At the age of 3, when we went to fetch her from visiting grandparents after school holidays we noticed the spots on both of her eyes. Her dad thought I was overacting because she has Eczema he thought it was another breakout of eczema but it kept growing and became lighter and lighter. We decided to take her to the dermatologist but I knew that it could be that pigmentation problem (didn’t know the name). I just saw the look on the Doctor’s face and knew that my worst fear was confirmed. The Doctor was very sympathetic and suggested treatment but he told us there is no guarantee and her vitiligo could relapse. We opted for treatment, some cortisone salf and UVB Light therapy, we had to do these 3 times a week,
She had to stand still for 3 min front, 3 min back and she had to make sure she closed her eyes as the light could damage her eyes and she could not wear the protective glasses because vitiligo affected her eyes. She was only 3 years old but she followed instructions, it was heartbreaking to watch her but we got used to it and it became fun time for her, she would sing and do her preschool rhymes while under the light. Most people at the dermatologist knew her and they told her they couldn’t wait for her to come and sing again 🙂
She was on that treatment for a year which after 3 months or so there would be repigmentation (but she would be darker than her normal skin) but then she would relapse again while on treatment. Her dad and I decided to stop treatment (it’s over a year now) & I can see some new spots on her legs. We decided to stop treatment because the relapsing meant that she will have to be on treatment for a long time and we were worried about the long-term side effects of the cortisone and UVB light therapy.
She has 2 older brothers who adores her. When vitiligo started, big brothers were disturbed because someone at school said their sister has skin cancer, we had to assure them that it’s not cancer and she is not in pain at all, we collected some articles for them for further explanation they also did their own research on the Internet and found a nice poem about vitiligo, which they posted on her bedroom. They are always willing to explain/educate when questions arise about their sister. She is very bubbly and is princess of the house. Some people stare because of curiosity and they advice on how to treat it. Small kids would ask if she was burnt. she calls vitiligo “spots” she knows that God loves her and made her unique and she is beautiful with or without the spots.

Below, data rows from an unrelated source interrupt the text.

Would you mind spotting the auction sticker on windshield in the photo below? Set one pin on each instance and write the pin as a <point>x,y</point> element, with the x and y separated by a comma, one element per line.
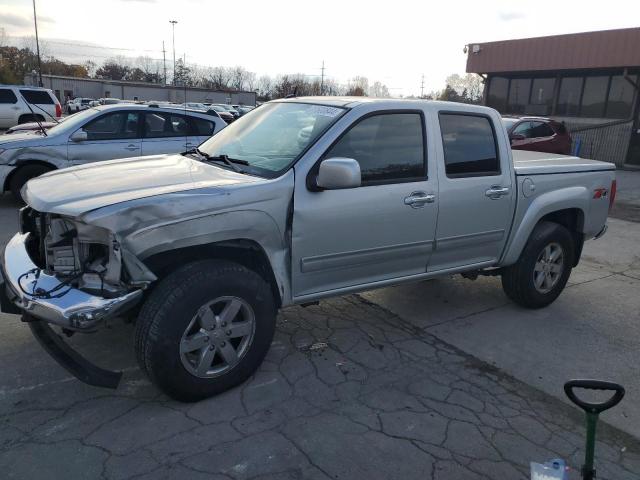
<point>325,111</point>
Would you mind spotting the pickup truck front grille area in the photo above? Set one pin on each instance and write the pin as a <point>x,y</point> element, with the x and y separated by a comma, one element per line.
<point>34,223</point>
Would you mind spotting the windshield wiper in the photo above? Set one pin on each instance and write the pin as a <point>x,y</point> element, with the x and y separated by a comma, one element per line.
<point>231,162</point>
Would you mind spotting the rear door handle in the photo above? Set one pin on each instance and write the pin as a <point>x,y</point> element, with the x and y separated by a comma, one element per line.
<point>418,199</point>
<point>496,191</point>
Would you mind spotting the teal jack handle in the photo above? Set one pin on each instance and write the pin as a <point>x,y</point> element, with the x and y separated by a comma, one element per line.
<point>592,410</point>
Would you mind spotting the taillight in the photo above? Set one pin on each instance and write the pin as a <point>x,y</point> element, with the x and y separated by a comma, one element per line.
<point>612,193</point>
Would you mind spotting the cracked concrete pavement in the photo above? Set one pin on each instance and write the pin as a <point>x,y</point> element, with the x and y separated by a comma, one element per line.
<point>436,380</point>
<point>348,390</point>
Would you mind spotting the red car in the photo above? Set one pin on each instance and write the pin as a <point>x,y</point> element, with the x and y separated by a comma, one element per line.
<point>538,134</point>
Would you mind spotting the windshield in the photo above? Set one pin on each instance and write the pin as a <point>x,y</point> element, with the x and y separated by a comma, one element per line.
<point>272,137</point>
<point>73,121</point>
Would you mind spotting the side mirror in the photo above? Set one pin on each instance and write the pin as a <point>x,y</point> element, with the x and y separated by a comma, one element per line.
<point>78,136</point>
<point>337,173</point>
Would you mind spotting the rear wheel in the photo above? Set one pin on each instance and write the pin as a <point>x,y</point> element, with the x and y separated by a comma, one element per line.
<point>543,269</point>
<point>205,329</point>
<point>23,175</point>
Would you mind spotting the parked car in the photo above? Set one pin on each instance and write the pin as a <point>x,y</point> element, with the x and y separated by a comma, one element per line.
<point>538,134</point>
<point>228,108</point>
<point>207,248</point>
<point>111,101</point>
<point>242,109</point>
<point>43,105</point>
<point>78,104</point>
<point>32,127</point>
<point>101,133</point>
<point>222,112</point>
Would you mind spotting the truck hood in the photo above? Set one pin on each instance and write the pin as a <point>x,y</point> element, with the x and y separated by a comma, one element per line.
<point>74,191</point>
<point>532,163</point>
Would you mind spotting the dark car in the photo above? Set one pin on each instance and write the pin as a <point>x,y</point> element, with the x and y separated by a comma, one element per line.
<point>538,134</point>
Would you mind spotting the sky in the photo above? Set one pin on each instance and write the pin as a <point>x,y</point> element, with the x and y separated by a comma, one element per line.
<point>393,41</point>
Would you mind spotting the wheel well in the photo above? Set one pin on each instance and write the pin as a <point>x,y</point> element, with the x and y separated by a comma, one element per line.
<point>26,117</point>
<point>247,253</point>
<point>20,165</point>
<point>573,220</point>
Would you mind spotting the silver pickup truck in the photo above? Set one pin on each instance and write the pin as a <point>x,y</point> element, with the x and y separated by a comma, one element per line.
<point>299,200</point>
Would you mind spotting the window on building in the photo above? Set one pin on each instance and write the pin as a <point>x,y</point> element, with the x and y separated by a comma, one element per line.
<point>469,146</point>
<point>541,96</point>
<point>113,126</point>
<point>7,96</point>
<point>497,96</point>
<point>37,97</point>
<point>594,96</point>
<point>519,95</point>
<point>620,101</point>
<point>388,147</point>
<point>569,96</point>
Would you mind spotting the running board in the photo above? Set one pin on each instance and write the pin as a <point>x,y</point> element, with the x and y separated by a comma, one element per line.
<point>69,359</point>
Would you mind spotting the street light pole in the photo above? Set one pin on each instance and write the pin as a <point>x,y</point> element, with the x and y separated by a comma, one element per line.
<point>35,21</point>
<point>173,28</point>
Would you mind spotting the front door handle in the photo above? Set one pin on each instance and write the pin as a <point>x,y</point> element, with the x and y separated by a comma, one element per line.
<point>496,191</point>
<point>418,199</point>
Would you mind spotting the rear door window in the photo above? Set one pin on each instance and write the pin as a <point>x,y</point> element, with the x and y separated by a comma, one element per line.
<point>540,129</point>
<point>7,96</point>
<point>163,125</point>
<point>113,126</point>
<point>201,127</point>
<point>389,148</point>
<point>469,145</point>
<point>37,97</point>
<point>523,129</point>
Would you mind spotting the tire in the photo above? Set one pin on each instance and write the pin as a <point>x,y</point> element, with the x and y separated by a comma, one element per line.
<point>23,175</point>
<point>544,266</point>
<point>165,327</point>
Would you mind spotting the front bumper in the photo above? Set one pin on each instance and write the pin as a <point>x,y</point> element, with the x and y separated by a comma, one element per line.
<point>66,307</point>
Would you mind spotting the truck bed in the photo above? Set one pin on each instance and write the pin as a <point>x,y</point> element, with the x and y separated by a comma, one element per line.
<point>536,163</point>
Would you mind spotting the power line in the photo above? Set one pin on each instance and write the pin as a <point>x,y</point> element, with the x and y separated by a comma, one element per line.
<point>35,21</point>
<point>173,30</point>
<point>164,63</point>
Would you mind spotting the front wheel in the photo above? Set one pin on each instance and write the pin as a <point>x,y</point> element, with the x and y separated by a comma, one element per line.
<point>205,329</point>
<point>543,269</point>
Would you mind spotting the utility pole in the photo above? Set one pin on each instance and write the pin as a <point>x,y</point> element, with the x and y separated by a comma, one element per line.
<point>164,63</point>
<point>173,28</point>
<point>35,21</point>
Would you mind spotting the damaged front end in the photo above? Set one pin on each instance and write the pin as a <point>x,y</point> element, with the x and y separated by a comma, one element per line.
<point>63,272</point>
<point>67,273</point>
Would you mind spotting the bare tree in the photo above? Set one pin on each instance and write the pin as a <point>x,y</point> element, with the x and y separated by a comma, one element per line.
<point>379,90</point>
<point>358,86</point>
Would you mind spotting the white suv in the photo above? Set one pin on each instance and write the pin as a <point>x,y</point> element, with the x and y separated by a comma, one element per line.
<point>43,105</point>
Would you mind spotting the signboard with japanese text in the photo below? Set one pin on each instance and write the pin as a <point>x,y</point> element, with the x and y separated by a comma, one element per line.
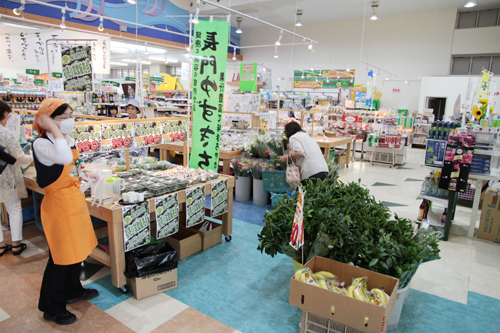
<point>208,86</point>
<point>167,215</point>
<point>136,225</point>
<point>117,136</point>
<point>174,131</point>
<point>77,68</point>
<point>219,198</point>
<point>87,138</point>
<point>195,205</point>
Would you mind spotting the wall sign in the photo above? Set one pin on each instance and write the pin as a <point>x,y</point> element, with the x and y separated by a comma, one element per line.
<point>136,225</point>
<point>167,215</point>
<point>195,205</point>
<point>219,198</point>
<point>209,80</point>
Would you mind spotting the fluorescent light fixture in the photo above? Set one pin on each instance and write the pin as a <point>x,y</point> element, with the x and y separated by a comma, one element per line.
<point>101,27</point>
<point>239,20</point>
<point>19,10</point>
<point>374,15</point>
<point>299,15</point>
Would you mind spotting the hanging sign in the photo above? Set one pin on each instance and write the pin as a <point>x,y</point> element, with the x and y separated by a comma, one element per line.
<point>248,77</point>
<point>87,138</point>
<point>167,215</point>
<point>219,198</point>
<point>136,225</point>
<point>117,136</point>
<point>77,68</point>
<point>195,205</point>
<point>174,131</point>
<point>209,79</point>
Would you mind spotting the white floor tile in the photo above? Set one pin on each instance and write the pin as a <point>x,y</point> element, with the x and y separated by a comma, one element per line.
<point>147,314</point>
<point>3,315</point>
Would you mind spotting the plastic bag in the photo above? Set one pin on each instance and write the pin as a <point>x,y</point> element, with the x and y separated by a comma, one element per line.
<point>151,259</point>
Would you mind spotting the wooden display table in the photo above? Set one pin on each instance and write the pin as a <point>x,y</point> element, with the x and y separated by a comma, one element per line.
<point>329,143</point>
<point>224,156</point>
<point>115,259</point>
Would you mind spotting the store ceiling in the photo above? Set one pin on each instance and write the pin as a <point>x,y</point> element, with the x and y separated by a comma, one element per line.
<point>283,12</point>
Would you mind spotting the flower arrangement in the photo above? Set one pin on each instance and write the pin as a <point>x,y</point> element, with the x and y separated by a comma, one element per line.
<point>242,167</point>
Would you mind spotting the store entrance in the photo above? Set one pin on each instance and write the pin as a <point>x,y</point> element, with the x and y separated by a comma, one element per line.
<point>437,104</point>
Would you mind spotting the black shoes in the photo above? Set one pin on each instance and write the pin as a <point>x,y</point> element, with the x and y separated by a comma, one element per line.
<point>88,294</point>
<point>64,318</point>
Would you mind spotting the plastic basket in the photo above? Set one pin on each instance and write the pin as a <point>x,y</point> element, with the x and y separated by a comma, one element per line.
<point>275,181</point>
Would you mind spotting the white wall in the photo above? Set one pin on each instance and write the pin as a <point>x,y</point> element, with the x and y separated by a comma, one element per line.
<point>450,87</point>
<point>411,45</point>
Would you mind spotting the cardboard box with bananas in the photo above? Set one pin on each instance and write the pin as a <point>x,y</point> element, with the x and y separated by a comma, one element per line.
<point>349,295</point>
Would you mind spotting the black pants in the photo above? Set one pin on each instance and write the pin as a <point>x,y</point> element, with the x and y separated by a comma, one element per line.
<point>314,178</point>
<point>60,283</point>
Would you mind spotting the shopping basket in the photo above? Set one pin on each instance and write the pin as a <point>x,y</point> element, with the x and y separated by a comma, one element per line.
<point>275,180</point>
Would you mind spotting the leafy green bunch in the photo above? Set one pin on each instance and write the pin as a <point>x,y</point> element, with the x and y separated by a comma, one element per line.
<point>343,222</point>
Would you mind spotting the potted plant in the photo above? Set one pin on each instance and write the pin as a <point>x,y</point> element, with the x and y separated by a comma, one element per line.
<point>260,197</point>
<point>243,179</point>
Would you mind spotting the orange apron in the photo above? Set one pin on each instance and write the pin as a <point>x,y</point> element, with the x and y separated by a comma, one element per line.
<point>66,218</point>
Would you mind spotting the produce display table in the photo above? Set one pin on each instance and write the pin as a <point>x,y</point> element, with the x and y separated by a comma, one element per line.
<point>328,143</point>
<point>224,156</point>
<point>115,259</point>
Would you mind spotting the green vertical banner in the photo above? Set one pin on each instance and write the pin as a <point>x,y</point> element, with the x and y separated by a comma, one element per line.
<point>248,77</point>
<point>209,80</point>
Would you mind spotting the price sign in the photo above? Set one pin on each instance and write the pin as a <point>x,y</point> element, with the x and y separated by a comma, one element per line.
<point>33,71</point>
<point>87,138</point>
<point>148,133</point>
<point>136,225</point>
<point>167,215</point>
<point>174,130</point>
<point>195,206</point>
<point>117,136</point>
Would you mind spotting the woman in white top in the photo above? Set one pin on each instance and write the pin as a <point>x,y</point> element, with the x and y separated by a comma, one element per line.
<point>306,153</point>
<point>12,188</point>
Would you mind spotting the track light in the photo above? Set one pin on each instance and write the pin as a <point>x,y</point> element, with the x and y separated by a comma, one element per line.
<point>63,20</point>
<point>239,20</point>
<point>374,15</point>
<point>299,15</point>
<point>19,10</point>
<point>278,42</point>
<point>101,26</point>
<point>195,19</point>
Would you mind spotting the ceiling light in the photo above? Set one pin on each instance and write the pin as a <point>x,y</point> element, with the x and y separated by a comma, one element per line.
<point>63,20</point>
<point>239,20</point>
<point>278,42</point>
<point>19,10</point>
<point>374,15</point>
<point>299,15</point>
<point>101,27</point>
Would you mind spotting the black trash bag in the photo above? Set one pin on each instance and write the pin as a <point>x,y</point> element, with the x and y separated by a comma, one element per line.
<point>151,259</point>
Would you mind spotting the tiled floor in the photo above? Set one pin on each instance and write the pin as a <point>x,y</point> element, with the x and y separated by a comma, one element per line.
<point>232,287</point>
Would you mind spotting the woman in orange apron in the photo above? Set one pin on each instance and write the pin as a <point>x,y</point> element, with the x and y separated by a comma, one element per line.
<point>65,216</point>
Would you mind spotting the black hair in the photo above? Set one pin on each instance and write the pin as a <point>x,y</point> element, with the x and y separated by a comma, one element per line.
<point>60,110</point>
<point>4,110</point>
<point>291,128</point>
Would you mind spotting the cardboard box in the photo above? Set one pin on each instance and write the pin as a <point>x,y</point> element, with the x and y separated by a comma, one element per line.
<point>153,284</point>
<point>489,227</point>
<point>187,242</point>
<point>343,309</point>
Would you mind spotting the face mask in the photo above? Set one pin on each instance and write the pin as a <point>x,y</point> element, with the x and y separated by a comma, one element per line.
<point>66,126</point>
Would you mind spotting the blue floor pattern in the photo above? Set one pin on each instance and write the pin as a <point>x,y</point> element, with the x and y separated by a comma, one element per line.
<point>237,285</point>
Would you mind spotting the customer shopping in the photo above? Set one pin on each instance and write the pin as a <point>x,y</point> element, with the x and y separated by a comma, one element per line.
<point>65,216</point>
<point>12,188</point>
<point>306,154</point>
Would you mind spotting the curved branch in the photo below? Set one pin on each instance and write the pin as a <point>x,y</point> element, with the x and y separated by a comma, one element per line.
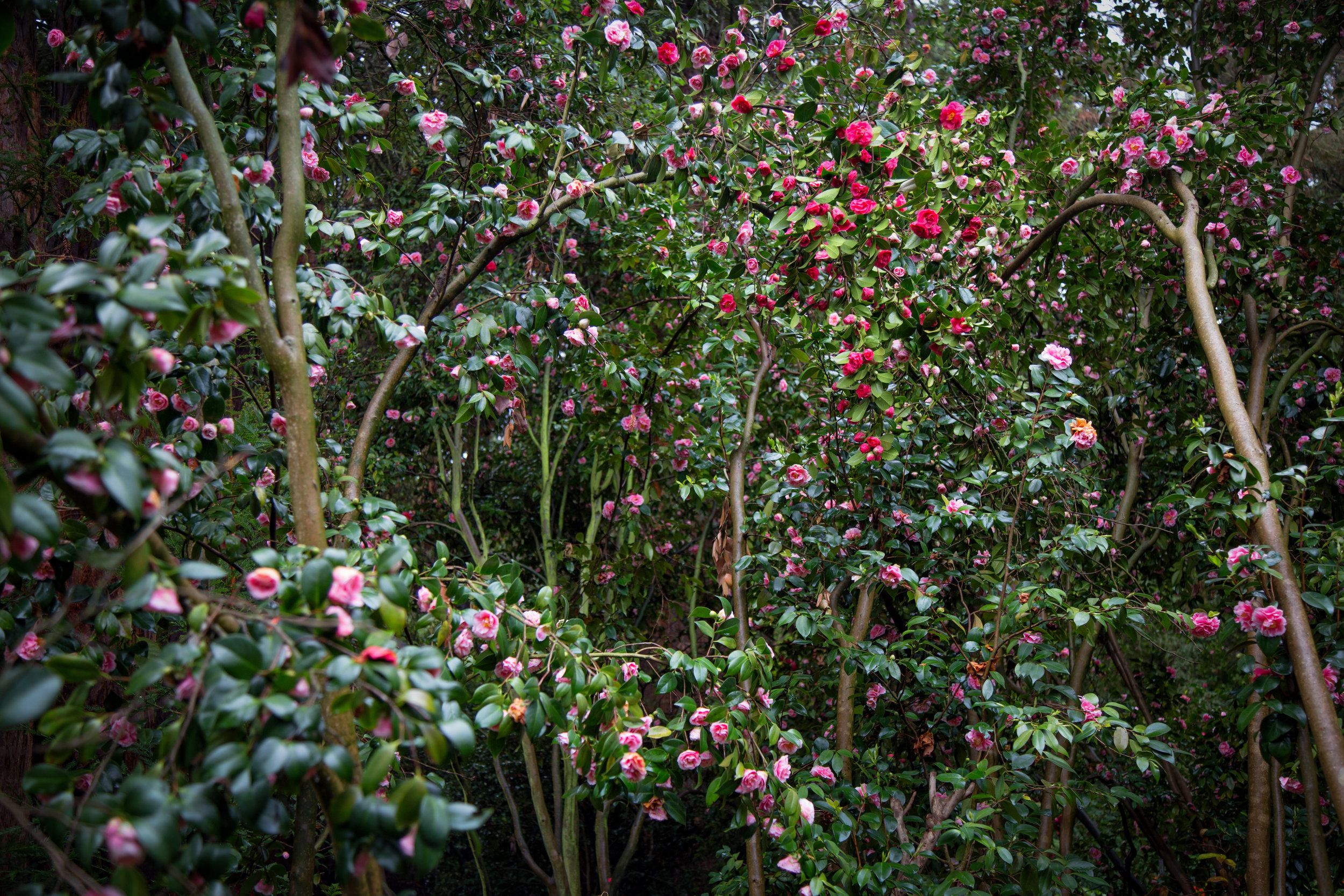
<point>1270,410</point>
<point>1302,644</point>
<point>1149,209</point>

When she sees someone with spots she will be like “mommy/daddy look, she/he has spots like me” with a wide beautiful smile that melts my heart and her daddy’s. She knows that she is beautiful and we love her. She’s starting school next year and we’re scared of bullying. We don’t have control of what will happen to her out there but she is strong and confident. We can only support and make sure that we build her to have more confidence and most important to love and accept herself. She will grow up knowing that people will talk and stare but it’s only because they are curious and don’t have information about vitiligo and that she shouldn’t get angry but take that opportunity to educate whoever is willing. We know it’s going to be a hard, bumpy and emotional road but she is our princess and we are ready to walk the path with her. Most importantly she has brothers and sisters at Beyond Vitiligo to look up to.